There is a big difference. We have all seen aging performers. They are the lovable characters wearing the same 30-year-old outfits, doing the same 30-year-old illusions telling the same 30-year-old jokes. Many of those 30-year-old jokes were created at another time and they should have been put out to pasture long ago. We see them at magic meetings and magic conventions and yes we wince at the old routines and old jokes but we love them all the same because well… we knew them when.
But if we want to stay relevant as an aging performer, (and who doesn’t) we need to focus on growing our act to show who and what we have become. And therein lies a secret weapon. Ronald Reagan once took down a Presidential opponent with the line: “I will not make age an issue of this campaign. I am not going to exploit, for political purposes, my opponent’s youth and inexperience.”

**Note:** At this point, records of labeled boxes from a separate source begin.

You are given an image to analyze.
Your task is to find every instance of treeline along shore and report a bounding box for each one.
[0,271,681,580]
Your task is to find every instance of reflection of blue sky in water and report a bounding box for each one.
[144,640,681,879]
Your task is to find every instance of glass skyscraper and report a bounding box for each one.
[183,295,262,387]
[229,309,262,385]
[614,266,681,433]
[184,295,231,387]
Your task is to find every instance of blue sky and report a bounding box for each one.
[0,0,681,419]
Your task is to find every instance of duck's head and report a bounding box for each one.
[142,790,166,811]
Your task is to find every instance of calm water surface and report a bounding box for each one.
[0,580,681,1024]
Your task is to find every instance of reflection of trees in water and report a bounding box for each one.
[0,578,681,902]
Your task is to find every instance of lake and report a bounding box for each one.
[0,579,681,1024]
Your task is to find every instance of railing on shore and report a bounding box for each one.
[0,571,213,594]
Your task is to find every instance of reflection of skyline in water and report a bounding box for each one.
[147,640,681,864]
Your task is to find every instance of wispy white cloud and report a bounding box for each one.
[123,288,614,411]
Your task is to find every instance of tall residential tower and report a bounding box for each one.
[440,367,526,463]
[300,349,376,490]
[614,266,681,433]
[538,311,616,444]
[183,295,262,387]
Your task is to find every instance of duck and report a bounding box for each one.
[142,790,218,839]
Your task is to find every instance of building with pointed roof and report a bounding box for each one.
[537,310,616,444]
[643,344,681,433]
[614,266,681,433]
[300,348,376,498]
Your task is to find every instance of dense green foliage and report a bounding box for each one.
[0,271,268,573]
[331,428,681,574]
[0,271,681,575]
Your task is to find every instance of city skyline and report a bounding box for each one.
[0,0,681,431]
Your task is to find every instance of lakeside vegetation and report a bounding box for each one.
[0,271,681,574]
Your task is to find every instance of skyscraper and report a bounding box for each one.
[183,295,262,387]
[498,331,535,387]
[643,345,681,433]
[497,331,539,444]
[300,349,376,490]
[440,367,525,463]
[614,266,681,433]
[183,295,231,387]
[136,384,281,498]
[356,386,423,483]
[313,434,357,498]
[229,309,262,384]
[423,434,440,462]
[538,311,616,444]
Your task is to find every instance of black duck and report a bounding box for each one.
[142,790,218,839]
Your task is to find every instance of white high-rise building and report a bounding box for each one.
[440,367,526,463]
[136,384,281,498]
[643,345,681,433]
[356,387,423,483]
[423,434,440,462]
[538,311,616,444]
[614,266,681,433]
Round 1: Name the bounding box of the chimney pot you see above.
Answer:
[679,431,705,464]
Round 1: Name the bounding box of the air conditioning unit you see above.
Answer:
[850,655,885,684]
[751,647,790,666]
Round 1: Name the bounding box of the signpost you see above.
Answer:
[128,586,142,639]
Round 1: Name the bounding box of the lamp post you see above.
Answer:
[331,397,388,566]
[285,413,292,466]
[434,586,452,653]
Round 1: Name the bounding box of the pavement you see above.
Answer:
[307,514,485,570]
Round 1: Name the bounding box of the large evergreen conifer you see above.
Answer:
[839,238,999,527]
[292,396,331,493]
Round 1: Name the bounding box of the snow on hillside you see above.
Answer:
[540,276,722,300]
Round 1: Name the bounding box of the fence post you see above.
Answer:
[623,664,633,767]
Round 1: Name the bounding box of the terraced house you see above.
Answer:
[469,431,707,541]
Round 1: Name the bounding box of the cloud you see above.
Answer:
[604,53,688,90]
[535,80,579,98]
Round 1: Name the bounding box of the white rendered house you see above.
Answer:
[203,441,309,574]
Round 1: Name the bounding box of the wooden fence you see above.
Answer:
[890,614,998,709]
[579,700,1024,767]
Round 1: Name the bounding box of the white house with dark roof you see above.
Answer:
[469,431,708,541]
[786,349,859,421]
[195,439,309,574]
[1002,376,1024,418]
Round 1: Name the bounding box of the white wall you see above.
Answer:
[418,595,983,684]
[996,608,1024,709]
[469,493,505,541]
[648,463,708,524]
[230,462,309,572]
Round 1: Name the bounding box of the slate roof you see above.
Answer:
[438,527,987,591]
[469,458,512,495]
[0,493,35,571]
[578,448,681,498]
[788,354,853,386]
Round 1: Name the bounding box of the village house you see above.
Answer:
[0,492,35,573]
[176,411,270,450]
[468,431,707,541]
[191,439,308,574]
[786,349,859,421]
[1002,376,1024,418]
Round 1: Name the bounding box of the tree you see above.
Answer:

Age brings with it the power of “experience” and more importantly “experiences.” And we can use those experiences to create context for magic routines and stories in our show that audiences can relate to on a very personal level. What we have done, who we have met, and where we have lived are all fodder for the creation of and the context of a magical presentation. Age is power… and a weapon available to only those who have achieved it.
In my current show in Boston, I tell stories of how I became interested in magic. How I met my wife, my interactions with my children and now my four grandchildren, my TV appearances, and I even touch on subjects as personal as the deaths of my mother and father. Yes, it is possible to do that in a magic show IF IT HAS CONTEXT, and if it relates to the story, the magic and is consistent with the through line of the show.
In my closing illusion The Cups and Steel Balls, I relate it to my father’s job in a Pittsburgh steel mill, explaining: “I watched my dad come home from his job hot, tired, and covered in dirt. But because he was willing to do that for me … I get to do this for you … [the cups are uncovered] … a little tribute to my steel-town dad.” And now the audience is no longer simply watching a Cups and Balls routine, they are watching something much more personal.
There is power in age and experience… but only if you use it.